Schließlich führt der Gesetzentwurf dazu, dass alle aktuellen Klagen von Wettbewerbern und Verbänden gegen ausländische Versandapotheken nach dem Gesetz gegen den unlauteren Wettbewerb unabhängig vom Unionsrecht abzuweisen sind. Denn all diese Klagen stützten sich auf eine Verletzung von § 78 Abs. 1 und Abs. 2 AMG in Verbindung mit § 3 Arzneimittelpreisverordnung (AMPreisV). Diese Normen sind jedoch nach der Streichung von § 78 Abs. 1 S. 2 AMG künftig nicht mehr anwendbar. Deshalb ist der hoffnungsvolle Weg zum EuGH versperrt.
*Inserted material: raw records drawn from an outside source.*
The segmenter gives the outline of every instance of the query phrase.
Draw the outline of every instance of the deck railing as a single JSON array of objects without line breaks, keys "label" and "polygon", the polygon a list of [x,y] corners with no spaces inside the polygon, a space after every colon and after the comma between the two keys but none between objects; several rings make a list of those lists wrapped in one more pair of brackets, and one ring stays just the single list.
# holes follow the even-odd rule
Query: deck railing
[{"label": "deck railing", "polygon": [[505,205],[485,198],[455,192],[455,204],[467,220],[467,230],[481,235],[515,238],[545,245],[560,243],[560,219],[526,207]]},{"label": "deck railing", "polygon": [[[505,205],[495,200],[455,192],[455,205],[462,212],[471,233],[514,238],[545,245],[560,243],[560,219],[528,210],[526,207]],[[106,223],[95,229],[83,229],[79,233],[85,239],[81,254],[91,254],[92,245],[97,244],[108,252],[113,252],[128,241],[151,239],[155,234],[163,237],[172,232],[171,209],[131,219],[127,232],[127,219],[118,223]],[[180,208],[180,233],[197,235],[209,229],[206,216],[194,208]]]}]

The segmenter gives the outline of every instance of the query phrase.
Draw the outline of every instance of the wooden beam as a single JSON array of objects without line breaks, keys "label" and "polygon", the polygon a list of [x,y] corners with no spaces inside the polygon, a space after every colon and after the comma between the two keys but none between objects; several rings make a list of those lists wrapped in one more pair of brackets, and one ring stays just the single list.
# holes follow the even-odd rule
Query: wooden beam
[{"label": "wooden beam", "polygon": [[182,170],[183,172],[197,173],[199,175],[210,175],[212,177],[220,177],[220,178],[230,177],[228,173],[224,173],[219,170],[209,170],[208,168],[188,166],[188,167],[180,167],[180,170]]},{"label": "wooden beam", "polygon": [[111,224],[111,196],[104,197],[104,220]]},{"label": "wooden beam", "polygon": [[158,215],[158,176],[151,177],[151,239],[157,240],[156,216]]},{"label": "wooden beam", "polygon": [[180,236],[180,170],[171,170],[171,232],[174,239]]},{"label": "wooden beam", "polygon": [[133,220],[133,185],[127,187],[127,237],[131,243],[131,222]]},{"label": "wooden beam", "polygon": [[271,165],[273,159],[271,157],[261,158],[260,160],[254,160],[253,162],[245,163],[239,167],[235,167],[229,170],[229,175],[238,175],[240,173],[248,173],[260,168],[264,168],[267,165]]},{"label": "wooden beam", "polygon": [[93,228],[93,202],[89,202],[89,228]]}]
„Deutsche Gerichte haben den Gesetzgeber sogar bereits um Hilfe gebeten und eine Stellungnahme zur Erforderlichkeit des einheitlichen Apothekenabgabepreises eingefordert. Seit über einem Jahr blieb das BMG diese Stellungnahme schuldig.“

Und § 129 Abs. 1 SGB V schafft auch künftig keine Kompensation. Denn die Vorschrift liefert selbst keine Handhabe für lauterkeitsrechtliche Unterlassungs­klagen. Mit Blick auf § 69 Abs. 1 SGB V handelt es sich bei § 129 SGB V nicht um eine Marktverhaltensnorm, die über § 3a UWG (Gesetz gegen den unlauteren Wettbewerb) lauterkeitsrechtliche Ansprüche begründet. Überdies sind die Sanktionen in § 129 Abs. 4 SGB V als abschließend gedacht.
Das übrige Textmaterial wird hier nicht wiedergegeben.